After a huge amount of investigation, they found the issue was related to the ‘nmadd’ and ‘nmsub’ instructions. These are negations of ‘madd’ and ‘msub’, changing a positive to a negative or vice versa within the same instruction. These instructions are really a sequence of mathematical equations in a single instruction. But with simplicity can cause

Turns out that the reason for the desync was due to the negation being performed at a different step within the sequence depending on CPU architecture.

Focusing on nmadd instructions:

The Wii’s PowerPC architecture would do: -(A * C ± B)
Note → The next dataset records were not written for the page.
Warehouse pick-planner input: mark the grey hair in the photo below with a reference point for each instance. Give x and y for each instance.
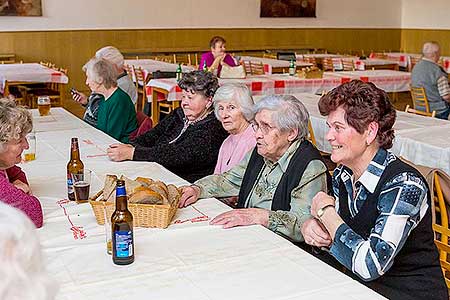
(238, 92)
(430, 49)
(101, 71)
(289, 113)
(15, 122)
(111, 54)
(22, 272)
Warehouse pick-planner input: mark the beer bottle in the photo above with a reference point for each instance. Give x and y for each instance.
(179, 72)
(74, 166)
(292, 68)
(122, 228)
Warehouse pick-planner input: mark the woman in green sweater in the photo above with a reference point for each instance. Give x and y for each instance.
(116, 113)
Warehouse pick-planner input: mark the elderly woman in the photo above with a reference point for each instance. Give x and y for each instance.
(116, 113)
(124, 82)
(188, 140)
(378, 221)
(277, 180)
(23, 273)
(15, 124)
(217, 57)
(233, 106)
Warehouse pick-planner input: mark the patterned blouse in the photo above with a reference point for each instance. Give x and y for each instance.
(402, 203)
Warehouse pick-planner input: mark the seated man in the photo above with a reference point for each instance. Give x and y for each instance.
(428, 74)
(275, 181)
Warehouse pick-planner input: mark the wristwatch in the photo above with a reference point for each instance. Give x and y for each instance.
(321, 211)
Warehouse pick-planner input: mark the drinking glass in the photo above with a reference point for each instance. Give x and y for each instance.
(81, 184)
(44, 105)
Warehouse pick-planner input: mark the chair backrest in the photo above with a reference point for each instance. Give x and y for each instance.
(257, 68)
(419, 98)
(441, 228)
(327, 64)
(286, 56)
(408, 109)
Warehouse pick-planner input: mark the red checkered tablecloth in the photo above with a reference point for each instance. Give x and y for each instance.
(388, 80)
(31, 72)
(258, 85)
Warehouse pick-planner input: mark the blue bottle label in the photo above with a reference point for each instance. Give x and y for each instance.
(124, 243)
(120, 191)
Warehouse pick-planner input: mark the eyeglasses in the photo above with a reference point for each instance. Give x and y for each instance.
(265, 128)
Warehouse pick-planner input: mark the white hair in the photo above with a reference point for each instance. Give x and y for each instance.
(238, 92)
(111, 54)
(430, 49)
(22, 269)
(289, 113)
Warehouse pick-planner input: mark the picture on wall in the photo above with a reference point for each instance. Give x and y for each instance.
(20, 8)
(288, 8)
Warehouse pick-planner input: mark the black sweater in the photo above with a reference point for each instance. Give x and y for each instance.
(193, 155)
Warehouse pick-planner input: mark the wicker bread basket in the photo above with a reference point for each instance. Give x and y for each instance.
(144, 215)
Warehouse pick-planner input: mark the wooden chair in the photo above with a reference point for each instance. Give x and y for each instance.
(141, 84)
(408, 109)
(441, 228)
(257, 68)
(327, 64)
(348, 65)
(419, 98)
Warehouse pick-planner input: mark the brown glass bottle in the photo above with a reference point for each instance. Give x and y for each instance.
(74, 166)
(122, 228)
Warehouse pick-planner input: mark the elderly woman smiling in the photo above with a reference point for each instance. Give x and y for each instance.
(233, 105)
(277, 180)
(15, 124)
(188, 140)
(116, 113)
(378, 219)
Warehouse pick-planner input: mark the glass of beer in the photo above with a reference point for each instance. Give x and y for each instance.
(44, 105)
(81, 184)
(30, 153)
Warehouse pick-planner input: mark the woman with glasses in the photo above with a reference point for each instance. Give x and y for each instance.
(277, 180)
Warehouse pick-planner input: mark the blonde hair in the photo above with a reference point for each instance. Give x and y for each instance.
(15, 122)
(22, 272)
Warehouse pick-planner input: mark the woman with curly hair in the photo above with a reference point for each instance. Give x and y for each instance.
(377, 223)
(15, 124)
(187, 141)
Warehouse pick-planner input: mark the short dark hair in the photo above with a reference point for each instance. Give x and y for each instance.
(363, 103)
(215, 40)
(205, 83)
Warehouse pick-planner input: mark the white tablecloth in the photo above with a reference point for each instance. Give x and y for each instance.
(31, 72)
(422, 140)
(188, 260)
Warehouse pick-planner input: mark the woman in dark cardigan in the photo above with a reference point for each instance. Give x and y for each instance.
(187, 141)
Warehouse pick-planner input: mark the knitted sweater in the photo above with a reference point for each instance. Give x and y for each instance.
(192, 155)
(17, 198)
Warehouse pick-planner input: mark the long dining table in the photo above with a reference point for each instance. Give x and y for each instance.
(188, 260)
(421, 140)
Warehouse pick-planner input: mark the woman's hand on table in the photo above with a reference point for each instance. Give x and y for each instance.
(22, 186)
(120, 152)
(315, 233)
(242, 217)
(189, 195)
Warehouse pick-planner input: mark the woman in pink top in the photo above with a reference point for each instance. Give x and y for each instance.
(15, 124)
(233, 105)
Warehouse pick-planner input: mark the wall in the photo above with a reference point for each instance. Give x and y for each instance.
(145, 14)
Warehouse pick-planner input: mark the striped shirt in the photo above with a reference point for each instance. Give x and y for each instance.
(401, 205)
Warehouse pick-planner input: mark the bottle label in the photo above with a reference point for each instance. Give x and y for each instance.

When emulating on an x86-64 processor though, the equation is: -(A * C) ± B

And finally, when using AArch64, the equation is: -(A * C) - B  - (Which is actually x86-64’s nmsub equation so who knows what’s going on here!)

 

The full breakdown of this can be found at https://dolphin-emu.org/blog/2021/09/07/dolphin-progress-report-august-2021/ but the root cause of the issue was identified that PowerPC would give a result of -0 but x86-64 and AArch64 would give +0.

 

The reason I mention this is because these tiny, theoretically indifferent values, can cause all sorts of problems in code, and when code is manipulating data, such as the compression @vNote42 talks about, it’s easy to see how corruption can occur. There truly is no substitute for backup validation.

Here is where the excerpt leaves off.